“Bizler toprak anaya, yeryüzüne, doğaya göbeğimizden bağlıyız. Bir annenin çocuğuyla arasında ölüme dek bağlı o ip gibi. Biz istesek de ondan ayrılamayız, gidebileceğimiz başka bir yer yok.”
Mutfakta yemek yaparken, özellikle sebze yemeğiyse, sebzelerin kabuklarını soyduktan sonra çöpe atarken her seferinde neden bunları biriktirip gübreye dönüştürmüyorum diye hayıflanırım. Apartmanın bahçesinde büyük bir çukur kazıp oraya döksem olmaz mı? Sonra olmaz herhâlde, bu iş böyle yapılmaz deyip vazgeçerim. Değil organik atıkların belediye tarafından toplanması, bugün hâlâ 21. yüzyılın Ankara’sında katı atıklarımız bile ayrıca toplanmıyor. Şimdilik ailecek elimizden gelen; süt kutularını, karton, plastik kutuları, cam şişeleri ayrıştırmak ve en yakın atık kutularına bırakmak.
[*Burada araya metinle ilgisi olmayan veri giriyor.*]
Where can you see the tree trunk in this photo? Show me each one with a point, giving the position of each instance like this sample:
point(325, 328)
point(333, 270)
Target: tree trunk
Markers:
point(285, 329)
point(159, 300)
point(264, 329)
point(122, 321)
Karanlığa küfretmeden önce bir mum yakmamız öğretilmişti bize. Burun buruna yaşadığımız ve bizi, çocuklarımızı bekleyen iklim krizine karşı ne yapabiliriz? Şimdilik elimden sadece sözünü ettiğim küçük adımlar ve en önemlisi, çocuklarımı bu konuda duyarlı yetiştirmek geliyor. En miniğinin ellerini lavaboda yıkarken suyu iyice kısma oyunu oynuyoruz, değilse ormandaki ağaçlar bize su bırakmadın diye ağlıyorlar. Bunlar belki dünya vatandaşı, birey ve bir kul olarak yapmam gerekenlerin çok azı; farkındayım.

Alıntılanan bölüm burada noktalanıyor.